The industrial rationale for Imperial being acquired is strong: with a 5% or so global share, the group is the smallest of the big international tobacco companies and is just half the size of global number three Japan Tobacco. Imperial also over-indexes in the still fragmented European region, providing scope for a potential acquirer (or acquirers) to benefit from in-market consolidation synergies and more effective route-to-market leverage. Previous tobacco industry M&A has driven cost savings of between 6% and 15% as a percentage of acquired sales and our analysis suggests earnings accretion of 3% to 16% in year three if BAT were to take over the group. Moreover, many investors highlight that when it comes to consolidation, although it is impossible to predict the exact timing, there is “no smoke without fire.” In staples, Scottish & Newcastle, Allied Domecq and Gallagher were subject to up to a decade of take-over speculation, but eventually all were acquired.

So the question remains, why now? A number of factors point against a deal being imminent in our view:

1) Imperial’s share price is at all- time highs;

2) Imperial’s £4.6bn acquisition of US assets is arguably a hindrance rather than attraction to potentially interested parties like BAT and Japan Tobacco;

3) Structuring a deal may be complex, with anti-trust issues likely to require the divestment of individual markets and/or brand licenses;

4) Both BAT and Japan Tobacco have actively pursued their own M&A agendas over the past 12 months.
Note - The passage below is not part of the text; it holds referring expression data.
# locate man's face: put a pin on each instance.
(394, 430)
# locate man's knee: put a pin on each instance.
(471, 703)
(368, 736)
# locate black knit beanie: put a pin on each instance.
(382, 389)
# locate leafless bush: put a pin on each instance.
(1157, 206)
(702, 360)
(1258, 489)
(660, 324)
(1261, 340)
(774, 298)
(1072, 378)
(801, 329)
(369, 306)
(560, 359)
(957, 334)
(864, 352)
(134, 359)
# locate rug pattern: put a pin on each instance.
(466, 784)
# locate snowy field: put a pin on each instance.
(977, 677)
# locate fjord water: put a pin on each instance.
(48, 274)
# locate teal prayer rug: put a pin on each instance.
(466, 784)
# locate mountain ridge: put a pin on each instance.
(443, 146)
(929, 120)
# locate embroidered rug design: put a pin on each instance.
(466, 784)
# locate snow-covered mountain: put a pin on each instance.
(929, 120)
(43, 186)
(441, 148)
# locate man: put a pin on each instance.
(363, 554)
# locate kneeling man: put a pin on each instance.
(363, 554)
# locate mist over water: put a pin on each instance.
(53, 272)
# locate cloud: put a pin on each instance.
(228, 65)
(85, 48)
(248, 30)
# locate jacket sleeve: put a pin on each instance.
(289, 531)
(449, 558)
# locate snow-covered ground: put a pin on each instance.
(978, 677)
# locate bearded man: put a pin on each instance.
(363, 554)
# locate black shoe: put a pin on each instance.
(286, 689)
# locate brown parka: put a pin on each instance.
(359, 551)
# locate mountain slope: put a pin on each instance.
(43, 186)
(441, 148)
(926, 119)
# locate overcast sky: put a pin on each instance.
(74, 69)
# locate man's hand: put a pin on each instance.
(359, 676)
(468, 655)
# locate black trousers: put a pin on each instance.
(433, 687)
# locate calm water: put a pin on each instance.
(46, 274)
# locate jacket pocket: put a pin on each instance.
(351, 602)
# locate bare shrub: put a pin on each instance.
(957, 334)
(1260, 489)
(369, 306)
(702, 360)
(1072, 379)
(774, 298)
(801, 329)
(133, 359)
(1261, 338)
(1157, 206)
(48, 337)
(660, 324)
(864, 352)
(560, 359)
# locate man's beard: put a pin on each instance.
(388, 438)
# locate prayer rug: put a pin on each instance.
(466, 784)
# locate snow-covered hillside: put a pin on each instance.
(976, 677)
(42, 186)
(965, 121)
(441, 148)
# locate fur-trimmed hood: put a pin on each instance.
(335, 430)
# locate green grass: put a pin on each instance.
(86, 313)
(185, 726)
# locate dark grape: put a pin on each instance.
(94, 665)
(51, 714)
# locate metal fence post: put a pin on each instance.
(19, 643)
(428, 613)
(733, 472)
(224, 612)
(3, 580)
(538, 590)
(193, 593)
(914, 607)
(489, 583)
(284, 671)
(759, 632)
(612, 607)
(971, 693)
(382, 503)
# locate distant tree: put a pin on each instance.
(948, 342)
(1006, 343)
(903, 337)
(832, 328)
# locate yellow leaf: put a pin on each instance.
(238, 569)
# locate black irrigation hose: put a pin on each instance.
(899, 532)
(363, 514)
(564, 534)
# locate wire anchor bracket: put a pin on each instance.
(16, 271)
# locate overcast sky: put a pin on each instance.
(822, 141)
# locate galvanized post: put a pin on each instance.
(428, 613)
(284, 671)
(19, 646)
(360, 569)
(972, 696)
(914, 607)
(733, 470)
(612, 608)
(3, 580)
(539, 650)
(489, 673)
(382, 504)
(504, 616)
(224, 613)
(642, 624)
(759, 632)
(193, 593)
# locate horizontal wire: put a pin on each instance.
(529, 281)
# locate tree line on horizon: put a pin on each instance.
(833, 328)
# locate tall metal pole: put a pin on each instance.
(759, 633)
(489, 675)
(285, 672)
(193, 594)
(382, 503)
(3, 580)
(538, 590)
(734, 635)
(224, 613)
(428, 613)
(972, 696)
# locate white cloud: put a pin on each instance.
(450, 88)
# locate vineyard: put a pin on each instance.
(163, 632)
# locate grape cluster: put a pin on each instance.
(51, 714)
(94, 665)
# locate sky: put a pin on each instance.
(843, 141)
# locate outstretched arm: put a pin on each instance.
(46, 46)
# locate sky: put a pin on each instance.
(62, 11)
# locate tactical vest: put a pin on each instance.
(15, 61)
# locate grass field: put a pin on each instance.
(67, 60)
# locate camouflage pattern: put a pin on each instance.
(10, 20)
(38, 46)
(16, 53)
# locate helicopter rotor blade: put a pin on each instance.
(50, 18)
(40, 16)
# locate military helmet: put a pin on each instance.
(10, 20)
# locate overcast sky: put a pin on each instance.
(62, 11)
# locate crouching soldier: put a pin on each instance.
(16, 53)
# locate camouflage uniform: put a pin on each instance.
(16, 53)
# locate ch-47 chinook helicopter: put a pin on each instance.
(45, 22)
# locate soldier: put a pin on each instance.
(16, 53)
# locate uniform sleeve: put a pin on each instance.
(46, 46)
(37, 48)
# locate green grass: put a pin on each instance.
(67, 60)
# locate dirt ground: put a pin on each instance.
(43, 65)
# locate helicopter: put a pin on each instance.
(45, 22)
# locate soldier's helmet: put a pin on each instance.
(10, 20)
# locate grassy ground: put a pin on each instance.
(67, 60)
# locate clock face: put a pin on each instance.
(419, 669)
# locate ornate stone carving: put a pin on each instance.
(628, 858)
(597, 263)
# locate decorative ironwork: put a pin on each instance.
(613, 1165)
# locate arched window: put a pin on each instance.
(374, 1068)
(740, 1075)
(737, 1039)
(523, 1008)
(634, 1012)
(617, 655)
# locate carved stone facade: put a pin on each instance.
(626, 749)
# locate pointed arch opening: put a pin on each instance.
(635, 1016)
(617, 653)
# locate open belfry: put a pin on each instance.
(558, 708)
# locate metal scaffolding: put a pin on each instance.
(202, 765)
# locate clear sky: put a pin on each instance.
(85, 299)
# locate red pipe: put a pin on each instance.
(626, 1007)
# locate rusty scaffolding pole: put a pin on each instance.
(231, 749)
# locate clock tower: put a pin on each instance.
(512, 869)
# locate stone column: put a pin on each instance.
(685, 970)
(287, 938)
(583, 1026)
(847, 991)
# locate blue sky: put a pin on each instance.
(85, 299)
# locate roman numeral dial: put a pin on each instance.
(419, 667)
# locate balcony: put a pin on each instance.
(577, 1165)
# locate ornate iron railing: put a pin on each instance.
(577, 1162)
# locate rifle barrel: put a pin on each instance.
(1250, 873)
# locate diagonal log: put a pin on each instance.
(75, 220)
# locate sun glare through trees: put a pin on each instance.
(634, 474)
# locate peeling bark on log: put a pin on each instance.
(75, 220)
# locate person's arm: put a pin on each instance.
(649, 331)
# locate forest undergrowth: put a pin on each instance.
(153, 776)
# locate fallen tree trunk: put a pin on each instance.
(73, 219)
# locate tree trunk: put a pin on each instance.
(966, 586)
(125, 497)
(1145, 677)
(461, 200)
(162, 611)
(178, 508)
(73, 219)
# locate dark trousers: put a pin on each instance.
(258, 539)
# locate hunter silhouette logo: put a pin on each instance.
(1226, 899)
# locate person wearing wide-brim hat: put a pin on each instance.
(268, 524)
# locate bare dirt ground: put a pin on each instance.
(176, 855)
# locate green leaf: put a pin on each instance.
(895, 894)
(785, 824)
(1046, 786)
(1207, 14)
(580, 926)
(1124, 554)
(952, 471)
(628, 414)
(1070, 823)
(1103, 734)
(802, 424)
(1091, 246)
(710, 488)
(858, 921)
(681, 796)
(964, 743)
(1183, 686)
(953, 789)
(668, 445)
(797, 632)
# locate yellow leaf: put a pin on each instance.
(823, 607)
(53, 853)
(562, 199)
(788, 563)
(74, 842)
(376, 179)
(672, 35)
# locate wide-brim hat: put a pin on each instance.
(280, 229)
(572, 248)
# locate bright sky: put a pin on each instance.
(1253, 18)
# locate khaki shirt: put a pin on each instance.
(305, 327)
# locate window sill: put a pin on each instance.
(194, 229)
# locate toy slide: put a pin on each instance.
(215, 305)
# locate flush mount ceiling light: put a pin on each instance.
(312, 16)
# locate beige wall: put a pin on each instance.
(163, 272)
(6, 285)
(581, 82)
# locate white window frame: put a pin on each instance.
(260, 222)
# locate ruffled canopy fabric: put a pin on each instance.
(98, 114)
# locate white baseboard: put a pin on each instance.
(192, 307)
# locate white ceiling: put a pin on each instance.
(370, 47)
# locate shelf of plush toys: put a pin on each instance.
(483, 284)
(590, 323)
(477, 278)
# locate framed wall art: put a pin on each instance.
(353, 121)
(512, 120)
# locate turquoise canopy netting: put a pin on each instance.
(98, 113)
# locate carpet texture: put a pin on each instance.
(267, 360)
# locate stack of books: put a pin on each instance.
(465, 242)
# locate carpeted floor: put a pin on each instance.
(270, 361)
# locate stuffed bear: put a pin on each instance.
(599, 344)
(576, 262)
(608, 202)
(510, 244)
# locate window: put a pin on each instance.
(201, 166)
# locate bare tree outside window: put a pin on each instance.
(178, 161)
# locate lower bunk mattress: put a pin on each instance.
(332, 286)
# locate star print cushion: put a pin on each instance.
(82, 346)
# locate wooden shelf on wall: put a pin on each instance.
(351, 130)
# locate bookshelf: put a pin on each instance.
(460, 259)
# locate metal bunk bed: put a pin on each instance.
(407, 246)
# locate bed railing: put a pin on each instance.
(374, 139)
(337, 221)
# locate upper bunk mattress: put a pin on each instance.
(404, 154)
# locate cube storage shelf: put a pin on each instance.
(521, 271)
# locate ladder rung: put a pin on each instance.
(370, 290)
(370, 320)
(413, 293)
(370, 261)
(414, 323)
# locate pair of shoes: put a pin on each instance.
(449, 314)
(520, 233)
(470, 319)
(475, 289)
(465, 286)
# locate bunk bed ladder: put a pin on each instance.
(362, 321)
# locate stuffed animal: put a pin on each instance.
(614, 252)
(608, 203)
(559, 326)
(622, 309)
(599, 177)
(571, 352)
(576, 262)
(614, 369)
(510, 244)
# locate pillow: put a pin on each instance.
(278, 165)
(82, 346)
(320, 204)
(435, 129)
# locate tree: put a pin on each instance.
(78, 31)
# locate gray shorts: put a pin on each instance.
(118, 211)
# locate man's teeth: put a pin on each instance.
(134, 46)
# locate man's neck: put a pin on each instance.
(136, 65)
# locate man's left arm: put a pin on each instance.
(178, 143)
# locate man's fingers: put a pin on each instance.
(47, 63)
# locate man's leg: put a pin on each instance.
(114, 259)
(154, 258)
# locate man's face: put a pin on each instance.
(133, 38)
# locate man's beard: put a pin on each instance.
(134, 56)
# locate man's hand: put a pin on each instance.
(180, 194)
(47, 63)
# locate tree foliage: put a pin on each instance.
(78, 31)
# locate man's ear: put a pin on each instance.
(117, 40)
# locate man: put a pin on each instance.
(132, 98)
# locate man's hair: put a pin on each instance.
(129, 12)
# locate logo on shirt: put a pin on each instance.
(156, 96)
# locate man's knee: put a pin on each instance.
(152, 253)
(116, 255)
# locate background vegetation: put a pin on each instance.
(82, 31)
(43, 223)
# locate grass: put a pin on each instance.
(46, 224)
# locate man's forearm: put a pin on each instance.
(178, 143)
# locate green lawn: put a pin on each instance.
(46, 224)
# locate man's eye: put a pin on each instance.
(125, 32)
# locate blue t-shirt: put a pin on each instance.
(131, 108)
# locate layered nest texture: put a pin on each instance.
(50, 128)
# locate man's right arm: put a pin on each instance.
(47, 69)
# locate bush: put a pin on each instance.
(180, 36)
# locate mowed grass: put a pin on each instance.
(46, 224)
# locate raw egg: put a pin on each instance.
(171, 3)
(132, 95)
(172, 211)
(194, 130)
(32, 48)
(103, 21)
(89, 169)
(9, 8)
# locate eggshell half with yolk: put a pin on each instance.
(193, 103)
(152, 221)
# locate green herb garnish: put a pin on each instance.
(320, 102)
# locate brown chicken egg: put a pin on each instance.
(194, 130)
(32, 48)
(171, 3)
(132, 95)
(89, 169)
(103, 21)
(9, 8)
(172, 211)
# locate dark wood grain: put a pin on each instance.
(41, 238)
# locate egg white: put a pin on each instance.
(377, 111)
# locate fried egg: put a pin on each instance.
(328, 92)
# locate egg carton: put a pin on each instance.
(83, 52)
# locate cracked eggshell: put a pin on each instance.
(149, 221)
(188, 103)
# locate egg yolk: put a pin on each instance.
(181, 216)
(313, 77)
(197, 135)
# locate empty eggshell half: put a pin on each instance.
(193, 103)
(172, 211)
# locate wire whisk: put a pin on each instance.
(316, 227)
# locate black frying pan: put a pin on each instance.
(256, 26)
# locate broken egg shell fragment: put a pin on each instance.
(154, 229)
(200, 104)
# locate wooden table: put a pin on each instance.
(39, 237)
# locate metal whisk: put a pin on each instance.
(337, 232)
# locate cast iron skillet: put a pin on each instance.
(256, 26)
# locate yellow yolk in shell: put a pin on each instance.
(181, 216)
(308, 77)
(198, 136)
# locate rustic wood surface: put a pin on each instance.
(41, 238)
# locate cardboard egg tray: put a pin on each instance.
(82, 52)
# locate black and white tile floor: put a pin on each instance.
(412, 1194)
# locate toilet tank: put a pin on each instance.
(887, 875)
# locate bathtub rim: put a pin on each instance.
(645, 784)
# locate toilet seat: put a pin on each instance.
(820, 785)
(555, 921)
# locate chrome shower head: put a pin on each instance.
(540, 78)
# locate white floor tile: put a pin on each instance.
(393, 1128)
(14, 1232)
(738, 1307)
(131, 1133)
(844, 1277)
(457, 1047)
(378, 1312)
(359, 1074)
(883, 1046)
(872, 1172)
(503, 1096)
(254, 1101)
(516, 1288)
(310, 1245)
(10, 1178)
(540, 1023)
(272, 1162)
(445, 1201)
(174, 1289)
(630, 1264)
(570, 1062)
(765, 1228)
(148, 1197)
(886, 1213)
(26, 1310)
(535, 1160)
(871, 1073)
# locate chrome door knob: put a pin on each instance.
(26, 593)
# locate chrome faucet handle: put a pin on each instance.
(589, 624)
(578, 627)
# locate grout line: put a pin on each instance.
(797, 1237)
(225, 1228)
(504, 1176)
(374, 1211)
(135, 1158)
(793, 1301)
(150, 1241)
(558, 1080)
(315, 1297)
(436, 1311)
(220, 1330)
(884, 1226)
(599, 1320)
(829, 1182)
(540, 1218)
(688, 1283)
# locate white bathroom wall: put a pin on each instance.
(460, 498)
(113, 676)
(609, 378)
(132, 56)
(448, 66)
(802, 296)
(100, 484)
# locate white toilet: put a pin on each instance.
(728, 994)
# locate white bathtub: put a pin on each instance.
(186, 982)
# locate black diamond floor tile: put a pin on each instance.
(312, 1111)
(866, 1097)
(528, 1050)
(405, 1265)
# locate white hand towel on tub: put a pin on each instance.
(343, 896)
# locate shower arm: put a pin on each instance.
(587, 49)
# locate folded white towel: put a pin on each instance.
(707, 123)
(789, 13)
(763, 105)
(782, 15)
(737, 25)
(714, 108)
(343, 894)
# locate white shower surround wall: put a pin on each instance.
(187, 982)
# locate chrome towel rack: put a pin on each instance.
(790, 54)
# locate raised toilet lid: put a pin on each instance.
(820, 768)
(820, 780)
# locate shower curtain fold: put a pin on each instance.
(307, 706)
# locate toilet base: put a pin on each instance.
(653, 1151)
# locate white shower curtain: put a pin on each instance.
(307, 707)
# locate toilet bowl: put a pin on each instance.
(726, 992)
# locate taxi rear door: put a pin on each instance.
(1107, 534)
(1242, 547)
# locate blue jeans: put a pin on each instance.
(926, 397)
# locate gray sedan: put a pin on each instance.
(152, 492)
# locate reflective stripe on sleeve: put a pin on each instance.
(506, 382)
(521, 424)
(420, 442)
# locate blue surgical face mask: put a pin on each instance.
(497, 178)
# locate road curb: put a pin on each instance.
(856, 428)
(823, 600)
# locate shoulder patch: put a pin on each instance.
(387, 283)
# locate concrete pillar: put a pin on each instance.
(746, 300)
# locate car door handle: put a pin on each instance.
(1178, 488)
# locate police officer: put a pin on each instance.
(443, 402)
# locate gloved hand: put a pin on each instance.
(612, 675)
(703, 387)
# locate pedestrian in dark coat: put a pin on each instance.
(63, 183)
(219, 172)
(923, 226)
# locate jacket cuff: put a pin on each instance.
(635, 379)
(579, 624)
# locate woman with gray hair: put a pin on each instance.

BAT has spent $7.9bn reinforcing its ownership of Reynolds and buying out the Souza Cruz minorities in Brazil, while Japan Tobacco recently spent around $5bn on the international rights to Natural American Spirit. As a result, balance sheet leverage is now 2.6 times at BAT, above the top-end of its 1.5 to 2.5 times target range;

5) Although earnings accretion on a deal may be attractive for BAT, sizeable accretion could simply be derived from reinstating a share buyback programme;

6) Our analysis suggests generating returns above weighted average cost of capital could take 6 to 7 years. Economic value added factors have not stopped consolidation in beer, but a BAT/Imperial deal is hardly compelling on this metric.

Imperial shares are currently up 5p at £35.63.